Соответствие цели, хотя оно и представляет себя глазам, поэтому стерто и оставляет целому вид независимого существования. Памятник имеет детерминированный смысл и показывает его; но, в своем грандиозном аспекте и своем возвышенном спокойствии, он поднят над всякой целью в полезности, к чему-то бесконечному в себе.

Если мы рассмотрим отношение этой архитектуры к внутреннему духу и идее христианского культа, мы заметим, в первую очередь, что фундаментальная форма здесь — дом, полностью закрытый. Точно так же, как, по сути, христианский дух удаляется во внутренность совести, точно так же церковь — это ограждение, запечатанное со всех сторон, место медитации и тишины. «Это место отражения души в саму себя, которая таким образом замыкает себя материально в пространстве. С другой стороны, если, в христианской медитации, душа удаляется в себя, она, в то же время, поднята над конечным, и это одинаково определяет характер дома Божьего. Архитектура принимает, тогда, для своего независимого значения, возвышение к бесконечному, характер, который она выражает пропорциями своих архитектурных форм». Эти две черты, глубина самоисследования и возвышение души к бесконечному, объясняют полностью готическую архитектуру и ее главные формы. Они предоставляют также существенные различия между готической и греческой архитектурой.
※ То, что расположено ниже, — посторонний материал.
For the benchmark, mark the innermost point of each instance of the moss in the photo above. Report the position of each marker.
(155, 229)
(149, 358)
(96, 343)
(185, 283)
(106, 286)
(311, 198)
Впечатление, которое христианская церковь должна произвести в контрасте с этим открытым и безмятежным аспектом греческого храма, есть, в первую очередь, спокойствие души, которая отражается в себя, затем — спокойствие возвышенного величия, которое устремляется за пределы границ чувства. Греческие здания простираются горизонтально; христианская церковь должна подняться от земли и устремиться в воздух.

Самая поразительная характеристика, которую дом Божий представляет, в своем целом и своих частях, есть, тогда, свободный полет, устремление в точках, сформированных либо сломанными арками, либо прямыми линиями. В греческой архитектуре точная пропорция между опорой и высотой повсюду соблюдается. Здесь, напротив, операция поддержки и расположение под прямым углом — самое удобное для этой цели — исчезает или стирается. Стены и колонна устремляются без заметной разницы между тем, что поддерживает, и тем, что поддерживается, и встречаются в остром угле. Отсюда острый треугольник и стрельчатая арка, которые формируют характерные черты готической архитектуры.

Мы не способны следовать за автором в детальном объяснении различных форм и разнообразных частей готического здания и его общей структуры.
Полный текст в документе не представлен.